I've tried harder to be more active in reading books, and give my brain some much-needed nourishment from the wasteland that is the internet. I've already read two books this year, which is two more than I read last year.
I finally finished
The Metamorphosis by Franz Kafka. I think I've had this on my shelf since I was just starting high-school. I bought it, and tried a few times to read it, but it mostly sat there for well over a decade. I figured this would be a good place to start, since the story itself is only 60 pages, which meant that even a slacker like me could manage it. I am glad I finally got to give myself such a silly, strange, and sad story. I wasn't expecting the misery and pathos of the main-character-cum-dung-beetle to come across as strongly as he did. There is a certain humor in a man who is a sniveling insect becomes a sniveling insect, but a certain sadness as he finally becomes the life he led, to the dismay and horror of his uncaring family.
Speaking of high-school, I then went to that old school favorite,
Slaughterhouse-Five by Kurt Vonnegut. Another bought-years-ago-and-never-read pick. This was a treat. I breezed through the book in about two weeks' time. Despite being lauded in the covers as a dark comedy, there were only a few times I found myself amused or chuckling. Most of the book is very bitter and sad. I can imagine a live reading of it though being very funny. The one thing that really stood out to me while reading is that, thanks to its constant chronological jumps, there is no other way this story could be effectively told except in print. Some movies try to be non-linear and some succeed, but Slaughterhouse-Five goes far beyond anything in terms of how cavalierly it treats the concept of time (very a propos for the book in general). It makes me think I should finally try to finish Catch-22.

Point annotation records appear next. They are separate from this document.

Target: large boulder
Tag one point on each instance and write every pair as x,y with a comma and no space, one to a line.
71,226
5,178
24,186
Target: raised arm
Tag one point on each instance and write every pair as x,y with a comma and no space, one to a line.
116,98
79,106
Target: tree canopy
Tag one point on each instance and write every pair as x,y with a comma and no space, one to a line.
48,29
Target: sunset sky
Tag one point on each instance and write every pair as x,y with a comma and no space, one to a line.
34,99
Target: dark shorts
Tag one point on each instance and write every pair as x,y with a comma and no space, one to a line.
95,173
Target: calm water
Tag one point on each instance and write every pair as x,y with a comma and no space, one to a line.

For lighter reading, and to supplement my Orson Welles film-watching, I also picked up
I Am Orson Welles, a biography consisting of a series of conversations between Orson and Peter Bogdanovich. Very entertaining and insightful, although Orson is not the most consistent person in the world when it comes to views or opinions.

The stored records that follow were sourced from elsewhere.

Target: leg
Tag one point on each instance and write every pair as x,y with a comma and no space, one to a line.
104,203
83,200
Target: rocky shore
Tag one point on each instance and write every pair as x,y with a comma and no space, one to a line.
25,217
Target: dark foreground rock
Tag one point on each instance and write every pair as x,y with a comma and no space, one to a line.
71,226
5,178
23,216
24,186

Finally, I am going to try to take on something I have wanted to do for years, which is read
Moby Dick. The ultra-huge Newberry Library in Chicago had its recent book fair, with 10s of 1,000s of books for sale. In there I picked up a lovely leatherbound hardcover of Moby Dick and Franz Kafka's The Trial (there was so much more there but I am not rich). At 500 pages, it's a huge step up from the books above, which both had far simpler, less allusive language (and far less pages). I wonder if I can manage it; I read the first chapter or so, and enjoyed it. The language and style of the book is not quite what I was expecting - it feels a smidgen more modern than I had thought it would be in my mind.